花粉症という物。

 花粉の飛散が都内で始まったとニュースで聞いた時、2月なのに春がもうすぐそこまで来ているのかと思った。私はまだ花粉症にはなっていないと思うのだが、昨年から春になるとやたら目がかゆくなってきてはいるので、鼻水やくしゃみに伝播するのも時間の問題だろうと、正直怯えている。

 花粉症とはスギなどの花粉に対して、体内にあるIgE抗体が生成され、それが一定量に達するとヒスタミン等が分泌され鼻水や目のかゆみに襲われる事を言う。だから今は大丈夫、あるいは症状が軽くとも、年を経るごとに花粉症の脅威が一歩ずつ距離を縮めているという事になる。その定量は人によって違うので、運が良ければ花粉症を知らずに生涯を終える事も出来る。

 なんとも困った時限爆弾を、我々人間は抱えているようだ。

 鼻と目は日常生活において最も重要な部位で、特に食事をするとき等必須べき器官と言っても過言ではない。それが、春の麗らかな陽気の間は、薬を肌身離さず持ち苦しみ続けねばならぬというのだから、恐ろしい事だ。

 何が一番困るかというと、花粉症を発症する可能性が0~100の間にあるという事だ。例えば、人間が絶対に避けては通れない寿命であるならば、その死を嘆き悲しみ、いずれ自分の身に降りかかる恐怖と戦い、終わりに向かって準備を進めていく、そう言った気持ちの準備というものが段階的に行える。

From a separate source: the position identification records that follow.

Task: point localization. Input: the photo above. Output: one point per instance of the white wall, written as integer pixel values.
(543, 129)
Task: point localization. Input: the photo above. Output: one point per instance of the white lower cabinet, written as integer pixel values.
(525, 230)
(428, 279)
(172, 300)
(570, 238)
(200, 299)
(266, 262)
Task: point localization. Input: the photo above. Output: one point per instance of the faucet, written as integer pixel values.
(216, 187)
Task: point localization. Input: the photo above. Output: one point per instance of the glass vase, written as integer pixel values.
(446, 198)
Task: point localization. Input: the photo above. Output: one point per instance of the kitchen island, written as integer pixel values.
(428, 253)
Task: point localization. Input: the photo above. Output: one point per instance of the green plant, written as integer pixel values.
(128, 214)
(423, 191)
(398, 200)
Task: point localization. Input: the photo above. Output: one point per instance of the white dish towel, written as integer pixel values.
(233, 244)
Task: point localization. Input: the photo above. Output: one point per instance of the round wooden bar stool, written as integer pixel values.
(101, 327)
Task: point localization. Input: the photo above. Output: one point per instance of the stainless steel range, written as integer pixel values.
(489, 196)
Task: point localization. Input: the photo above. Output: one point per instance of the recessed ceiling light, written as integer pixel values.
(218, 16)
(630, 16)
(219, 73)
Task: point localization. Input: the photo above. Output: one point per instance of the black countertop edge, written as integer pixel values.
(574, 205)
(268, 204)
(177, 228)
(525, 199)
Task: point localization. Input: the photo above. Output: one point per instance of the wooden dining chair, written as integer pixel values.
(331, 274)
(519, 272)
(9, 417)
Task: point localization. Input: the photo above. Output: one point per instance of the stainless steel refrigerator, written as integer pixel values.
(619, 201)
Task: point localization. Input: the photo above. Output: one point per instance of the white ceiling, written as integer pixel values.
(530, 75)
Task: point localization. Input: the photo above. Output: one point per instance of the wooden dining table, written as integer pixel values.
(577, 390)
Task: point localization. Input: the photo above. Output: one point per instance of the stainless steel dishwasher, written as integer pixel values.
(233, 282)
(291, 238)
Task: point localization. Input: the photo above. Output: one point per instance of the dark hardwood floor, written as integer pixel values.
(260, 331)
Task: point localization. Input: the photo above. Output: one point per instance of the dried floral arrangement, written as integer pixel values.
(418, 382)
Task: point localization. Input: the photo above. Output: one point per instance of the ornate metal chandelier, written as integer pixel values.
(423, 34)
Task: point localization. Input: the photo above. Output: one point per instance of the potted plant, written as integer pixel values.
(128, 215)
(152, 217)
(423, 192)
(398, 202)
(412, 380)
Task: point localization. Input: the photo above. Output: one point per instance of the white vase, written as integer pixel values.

 だが、花粉症は違う。突如として奴らは牙をむくのだ。無自覚の内に体内に溜め込まれたIgE抗体のおかげで、我々は予期せぬ苦しみと直面する事になる。それまでに気持ちの準備を進める事も、花粉症への対策を練る間もなく、ある春突然、鼻水とくしゃみと涙に、私の顔面が覆われる事になるのだ。何かしらの兆候があれば、それなりに対策や心の準備というものができるのだが、いや、もしかしたら兆候というものがあるのかもしれないが、大抵の人間はそれに気づかず、ある春突如として現れる花粉症に対して、ついにきてしまったかという諦めの言葉を残すだけである。

 かくして花粉症発症者は、小学校に通い始めた時のような高揚感や不安、或いは卒業式の別れに覚えた幾ばくかの寂寥感を、さくらの花の香に思い出させられる事は無くなる。彼らにとって春は、スギやその他花粉による攻撃に晒され、それから人生を終えるまでの何十回という春を、鼻水と涙によって阻害され続けなければならなくなるのだ。

 願わくば、花粉症などとは無縁のまま暮らしていきたい物である。

 と、まあなんとなく思ったことを書いたのだが、実際私は花粉症にはなっていないし、実情を知りはしない。ただ調べたことから想像力を発揮しただけであるので、実際に花粉症の方々からそれは違うという意見が飛んでくるだろうが、まあ、それは寛大な心でもって容赦して頂けると幸いだ。

 今年は暖冬のおかげか、あまり寒さを感じることなく春を迎えられそうである。花粉が早めに飛散するとの予想もされているので、花粉症対策をしっかりとしたうえで過ごされるといいかもしれない。

 この文章を書いている間に目がかゆくなってきたが、なに、単なるプラシーボ効果のようなものだろう、きっとそうに違いない。